抗議する住民が立ち退いた間に…瀬戸内・嘉徳海岸の護岸工事、作業再開 公金差し止め訴訟棄却後初 県「早期完成を目指す」

2025/07/10 07:00
護岸工事の作業再開に抗議する住民ら=9日、瀬戸内町嘉徳
護岸工事の作業再開に抗議する住民ら=9日、瀬戸内町嘉徳
 鹿児島県は9日、一部住民らの抗議で進んでいなかった瀬戸内町嘉徳海岸の護岸工事を始めるため、作業を再開した。住民らが工事は不要として県に公金差し止めなどを求めた訴訟の敗訴が確定した5月以降では初めて。県は「早期完成を目指す」としている。

 県によると、海岸は2014年の台風で砂丘が浸食した。県は事業費3億4000万円で長さ180メートル、高さ6メートルの護岸整備を計画。嘉徳集落の住民の多くが早期完成を求めているという。

 再開した作業は土のうの搬出で、終了まで1週間ほどかかる見込み。この日午前は一部住民の抗議があったが、午後は立ち退いたため実施できた。県はウミガメの産卵時期後の9月以降、本体工事を始める予定。

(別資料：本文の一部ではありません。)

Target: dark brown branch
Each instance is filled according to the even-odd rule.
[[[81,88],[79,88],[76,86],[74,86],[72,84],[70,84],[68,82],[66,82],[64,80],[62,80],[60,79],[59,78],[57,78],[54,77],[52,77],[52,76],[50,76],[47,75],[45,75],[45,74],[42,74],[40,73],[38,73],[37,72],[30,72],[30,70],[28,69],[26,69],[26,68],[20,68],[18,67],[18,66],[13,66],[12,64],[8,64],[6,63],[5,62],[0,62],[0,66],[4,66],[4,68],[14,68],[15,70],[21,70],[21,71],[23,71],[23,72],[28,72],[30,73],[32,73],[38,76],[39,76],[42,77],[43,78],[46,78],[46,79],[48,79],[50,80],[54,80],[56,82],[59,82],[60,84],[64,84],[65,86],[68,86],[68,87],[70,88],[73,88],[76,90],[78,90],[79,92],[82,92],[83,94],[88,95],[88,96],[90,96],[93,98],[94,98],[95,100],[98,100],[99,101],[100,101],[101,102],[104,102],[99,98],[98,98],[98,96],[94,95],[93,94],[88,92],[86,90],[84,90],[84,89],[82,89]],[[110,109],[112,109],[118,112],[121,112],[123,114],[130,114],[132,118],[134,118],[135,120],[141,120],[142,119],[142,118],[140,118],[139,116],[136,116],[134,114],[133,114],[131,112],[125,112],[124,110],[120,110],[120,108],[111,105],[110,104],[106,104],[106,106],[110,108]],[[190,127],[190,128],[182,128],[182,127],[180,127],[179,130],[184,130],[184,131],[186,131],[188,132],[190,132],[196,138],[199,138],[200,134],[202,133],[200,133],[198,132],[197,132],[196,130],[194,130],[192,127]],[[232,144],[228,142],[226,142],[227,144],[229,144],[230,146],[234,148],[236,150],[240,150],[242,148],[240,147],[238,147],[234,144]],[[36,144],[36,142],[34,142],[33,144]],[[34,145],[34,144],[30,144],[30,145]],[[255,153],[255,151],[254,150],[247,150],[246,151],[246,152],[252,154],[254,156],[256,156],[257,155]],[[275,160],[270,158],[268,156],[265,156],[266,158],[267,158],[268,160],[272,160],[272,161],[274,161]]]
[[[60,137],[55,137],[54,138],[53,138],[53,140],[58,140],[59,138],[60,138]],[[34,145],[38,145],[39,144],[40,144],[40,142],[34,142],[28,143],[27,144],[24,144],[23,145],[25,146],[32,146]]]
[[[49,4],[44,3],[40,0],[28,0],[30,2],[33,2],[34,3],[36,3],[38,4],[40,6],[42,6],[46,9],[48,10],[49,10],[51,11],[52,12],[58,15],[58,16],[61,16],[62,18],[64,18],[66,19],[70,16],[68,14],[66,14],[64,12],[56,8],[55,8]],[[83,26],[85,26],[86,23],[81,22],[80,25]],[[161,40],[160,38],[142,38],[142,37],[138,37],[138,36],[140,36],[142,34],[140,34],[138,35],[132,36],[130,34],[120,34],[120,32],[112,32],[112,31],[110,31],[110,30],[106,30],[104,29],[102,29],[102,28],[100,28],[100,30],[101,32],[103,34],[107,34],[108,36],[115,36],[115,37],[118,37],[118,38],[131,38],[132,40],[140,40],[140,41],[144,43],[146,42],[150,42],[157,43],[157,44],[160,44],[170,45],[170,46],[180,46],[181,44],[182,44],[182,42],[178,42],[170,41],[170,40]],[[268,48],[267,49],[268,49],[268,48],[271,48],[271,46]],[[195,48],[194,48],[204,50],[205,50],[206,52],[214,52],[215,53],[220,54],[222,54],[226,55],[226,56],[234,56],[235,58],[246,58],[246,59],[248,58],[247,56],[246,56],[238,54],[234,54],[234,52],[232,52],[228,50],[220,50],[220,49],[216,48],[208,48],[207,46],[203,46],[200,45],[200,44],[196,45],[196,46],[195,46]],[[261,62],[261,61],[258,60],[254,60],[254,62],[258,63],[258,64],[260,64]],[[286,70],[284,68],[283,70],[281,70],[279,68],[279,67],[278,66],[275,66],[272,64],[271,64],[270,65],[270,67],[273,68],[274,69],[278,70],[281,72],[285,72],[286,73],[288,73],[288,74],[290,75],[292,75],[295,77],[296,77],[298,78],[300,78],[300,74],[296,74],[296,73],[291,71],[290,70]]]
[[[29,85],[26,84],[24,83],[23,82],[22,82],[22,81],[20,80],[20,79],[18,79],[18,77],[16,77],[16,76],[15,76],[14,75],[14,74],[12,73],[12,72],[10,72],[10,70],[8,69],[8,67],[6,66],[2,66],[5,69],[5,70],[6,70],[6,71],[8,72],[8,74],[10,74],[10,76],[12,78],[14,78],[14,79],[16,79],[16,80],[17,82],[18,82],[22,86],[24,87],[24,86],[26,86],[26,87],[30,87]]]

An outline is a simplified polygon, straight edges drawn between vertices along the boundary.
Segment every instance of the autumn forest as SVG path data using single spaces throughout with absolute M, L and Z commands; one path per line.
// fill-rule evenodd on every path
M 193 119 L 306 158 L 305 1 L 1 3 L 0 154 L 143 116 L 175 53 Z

 抗議した住民らは「砂丘は回復傾向にある」「護岸をもっと陸側にできないか」などとして、県に再協議を要望。海岸一帯は世界自然遺産地域の緩衝地帯で、集落に住む武久美さん(50)は「住民の声を聞かない県の対応は残念。今後も意見は発信していく」と話した。

 一部住民らは19年に提訴。一、二審は請求を棄却し、最高裁は上告を受理しない決定をした。